The most common claims are for conditions such as stress, back pain, cancer and heart disease. Leading insurers usually report claim payout rates of over 90 percent. Payouts are usually turned down because the customer didn't read the small print or they weren't honest on their application. For more on what to look out for in a policy see the next two sections.
Key policy options
Listed below are policy options that need some consideration when taking out a new plan:
- Amount of cover – although it is usually possible to insure up to 65 percent of your pre-tax personal income it generally makes sense to consider your essential monthly outgoings and base the amount of cover on expenses rather than earnings. With income protection for directors of a company it is also possible to cover dividends as well as salary
- Length of cover – it is typical to set the policy term to cover you for the number of years left until you will retire, thus protecting lifetime earnings. The most common termination age is 68 years old but some insurers can provide cover up until age 70
- Deferred period – it usually makes sense to align the deferred period with the length of time you would have enough savings to cover your expenditure and, if appropriate, the period of time your employer's sick pay would suffice.
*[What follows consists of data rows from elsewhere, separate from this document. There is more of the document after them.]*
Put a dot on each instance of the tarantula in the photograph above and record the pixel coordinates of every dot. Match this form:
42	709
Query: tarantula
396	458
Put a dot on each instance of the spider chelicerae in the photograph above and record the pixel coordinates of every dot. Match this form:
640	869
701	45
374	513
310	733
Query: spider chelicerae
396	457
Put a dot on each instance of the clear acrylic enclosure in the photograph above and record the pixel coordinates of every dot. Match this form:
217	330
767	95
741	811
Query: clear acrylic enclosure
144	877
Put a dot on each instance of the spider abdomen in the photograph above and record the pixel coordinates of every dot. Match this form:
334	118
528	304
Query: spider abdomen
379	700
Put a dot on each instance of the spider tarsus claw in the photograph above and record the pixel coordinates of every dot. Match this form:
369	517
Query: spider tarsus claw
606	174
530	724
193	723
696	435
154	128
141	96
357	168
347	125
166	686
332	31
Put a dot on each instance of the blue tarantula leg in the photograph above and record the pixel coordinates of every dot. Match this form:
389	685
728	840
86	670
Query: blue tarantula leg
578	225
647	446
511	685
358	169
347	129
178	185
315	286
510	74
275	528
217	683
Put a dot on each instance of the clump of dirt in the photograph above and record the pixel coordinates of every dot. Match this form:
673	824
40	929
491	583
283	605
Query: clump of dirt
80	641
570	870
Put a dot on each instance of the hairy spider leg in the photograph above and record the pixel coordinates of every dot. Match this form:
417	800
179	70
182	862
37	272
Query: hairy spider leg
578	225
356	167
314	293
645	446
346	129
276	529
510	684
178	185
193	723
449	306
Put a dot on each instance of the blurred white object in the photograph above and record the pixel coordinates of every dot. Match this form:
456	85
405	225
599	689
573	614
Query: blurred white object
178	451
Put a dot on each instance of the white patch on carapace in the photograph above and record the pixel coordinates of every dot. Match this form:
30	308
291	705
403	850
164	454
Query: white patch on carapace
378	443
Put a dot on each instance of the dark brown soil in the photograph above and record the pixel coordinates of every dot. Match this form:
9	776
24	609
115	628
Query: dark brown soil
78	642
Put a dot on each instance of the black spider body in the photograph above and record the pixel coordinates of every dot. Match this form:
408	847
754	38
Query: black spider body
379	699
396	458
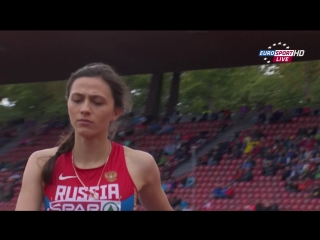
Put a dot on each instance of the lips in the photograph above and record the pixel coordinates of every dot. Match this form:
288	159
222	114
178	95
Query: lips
84	120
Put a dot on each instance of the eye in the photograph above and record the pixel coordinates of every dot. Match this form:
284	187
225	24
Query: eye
98	103
76	100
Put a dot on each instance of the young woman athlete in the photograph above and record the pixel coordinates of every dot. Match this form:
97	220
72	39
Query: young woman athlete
87	171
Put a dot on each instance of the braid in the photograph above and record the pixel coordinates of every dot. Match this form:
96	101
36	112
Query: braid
66	145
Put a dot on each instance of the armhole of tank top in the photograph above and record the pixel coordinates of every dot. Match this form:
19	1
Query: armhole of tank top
135	199
135	190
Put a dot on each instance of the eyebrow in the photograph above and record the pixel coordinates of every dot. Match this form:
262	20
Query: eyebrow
91	96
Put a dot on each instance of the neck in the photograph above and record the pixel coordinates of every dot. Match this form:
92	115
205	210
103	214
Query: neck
91	153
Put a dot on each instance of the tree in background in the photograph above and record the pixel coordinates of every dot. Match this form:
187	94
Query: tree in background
282	85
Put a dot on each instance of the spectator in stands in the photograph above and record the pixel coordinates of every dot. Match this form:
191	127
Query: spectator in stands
249	164
190	181
175	202
188	208
291	186
247	176
153	127
238	174
170	148
286	174
259	207
315	193
217	193
167	128
269	168
250	207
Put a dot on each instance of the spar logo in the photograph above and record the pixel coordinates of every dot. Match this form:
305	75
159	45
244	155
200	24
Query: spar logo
111	207
280	53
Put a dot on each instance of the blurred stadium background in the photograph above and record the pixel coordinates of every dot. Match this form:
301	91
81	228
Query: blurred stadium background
235	135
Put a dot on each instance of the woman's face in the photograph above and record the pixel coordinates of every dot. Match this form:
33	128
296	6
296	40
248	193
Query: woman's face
91	107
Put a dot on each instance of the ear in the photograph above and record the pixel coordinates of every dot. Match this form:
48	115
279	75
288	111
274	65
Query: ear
117	114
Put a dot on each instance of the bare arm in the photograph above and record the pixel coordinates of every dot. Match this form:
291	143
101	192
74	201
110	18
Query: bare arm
31	193
152	195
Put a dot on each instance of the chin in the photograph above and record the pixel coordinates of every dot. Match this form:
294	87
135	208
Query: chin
86	133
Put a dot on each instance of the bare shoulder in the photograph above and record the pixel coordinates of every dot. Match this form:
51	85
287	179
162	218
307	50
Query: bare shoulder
40	157
141	159
141	166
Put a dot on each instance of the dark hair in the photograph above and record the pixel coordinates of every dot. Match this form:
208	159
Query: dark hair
122	100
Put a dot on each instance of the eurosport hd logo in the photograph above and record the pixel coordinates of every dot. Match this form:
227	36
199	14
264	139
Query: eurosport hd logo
280	53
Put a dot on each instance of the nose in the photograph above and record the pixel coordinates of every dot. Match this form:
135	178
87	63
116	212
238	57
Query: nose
85	108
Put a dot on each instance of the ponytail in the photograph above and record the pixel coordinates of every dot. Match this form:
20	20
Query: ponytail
65	146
What 'occupation definition' means
Your occupation definition is based on the type of work that you do and the risks associated with it. This is two-pronged - the insurance company looks at the extra risks that your work environment presents such as the risk of falling objects or using heavy machinery as well as how easily you would be unable to carry out your job if you became ill or incapacitated.
Own occupation – the policy will pay out if you are unable to do the main aspects of your own job
Suited occupation - a claim will be paid if you are unable to do your own occupation or an occupation to which you are suited through education, experience or training
Any occupation – means that the insurer would only pay out if you could not do any occupation
Work tasks/ activities of daily living - This is the least generous of the incapacity definitions. Basically, the insurer will only pay out if you can't complete a set number of tasks, such as walking upstairs, getting in and out of a car, walking a certain distance or getting yourself dressed
Naturally, the most appropriate policy options will vary from person to person based on their specific circumstances so it is worth speaking to a financial adviser to find a plan with the most favourable terms.
What should I watch out for in an income protection policy?
- Incapacity definition - as shown above, definitions vary considerably and often people will take out income protection policies thinking they are covered should they be unable to do their own job. But this may not necessarily be the case, especially if they have a work task definition.
- Sick pay - if your employer provides long-term sick pay then this will restrict the amount of cover you can have under an income protection policy.
- Cost - income protection policies can be tailored to suit your budget and policies that pay out as soon as you become unable to work will be the most expensive so be realistic about how long you can survive without claiming to keep your costs down. Also, shop around for the best deal but make sure the policies are comparable.
- Non-permanent contracts and introductory periods - some policies may stipulate that you can't claim within a certain time period from the date you started a job or took out the policy.
- Over insuring - as stated, there are limits to the amount of income protection you will be able to take out. If you are being paid by your employer whilst you are unable to work, this will reduce any claim you can make so do factor this into your policy so that you're not paying for cover that you won't be able to claim.